Ciò che emerge particolarmente è la capacità dell’autore di mescolare elementi di mistero, suspense e azione in un contesto fantascientifico che richiama le grandi epopee del genere, ma con un tocco personale. La trama non si limita a una semplice lotta tra il bene e il male, ma esplora temi più profondi, come la disperazione, la ricerca della verità e la lotta contro un destino apparentemente ineluttabile.

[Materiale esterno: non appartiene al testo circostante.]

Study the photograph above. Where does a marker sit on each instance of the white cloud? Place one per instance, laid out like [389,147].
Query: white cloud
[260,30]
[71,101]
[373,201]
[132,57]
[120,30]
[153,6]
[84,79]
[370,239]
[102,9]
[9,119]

Kendra è una protagonista forte, ma allo stesso tempo vulnerabile, costretta a confrontarsi con un mondo che si fa via via più complesso e pericoloso. Ogni volta che trova una risposta ai suoi interrogativi, essa porta con sé nuove domande, alimentando una spirale di tensione che non lascia tregua. Il lettore si ritrova a viaggiare con lei, condividendo la sua paura, la sua confusione e la sua determinazione.

INNOCENZA. GALASSIE PERDUTE è una storia che sa catturare l’attenzione e affascinare con la sua capacità di coniugare grandi avventure spaziali con una trama ricca di mistero e colpi di scena. Il romanzo lascia aperti molti interrogativi, gettando solide basi per i successivi volumi della saga. È un’opera che gli amanti della fantascienza e delle grandi epopee apprezzeranno sicuramente, per la sua capacità di farci sognare e di trasportarci in un universo lontano e pericoloso.

Se amate i viaggi intergalattici, le trame avvincenti e i personaggi ben caratterizzati, INNOCENZA. GALASSIE PERDUTE vi terrà incollati alle pagine fino alla fine. Un romanzo che promette grandi sviluppi e che lascia una forte impressione già dal primo capitolo della saga.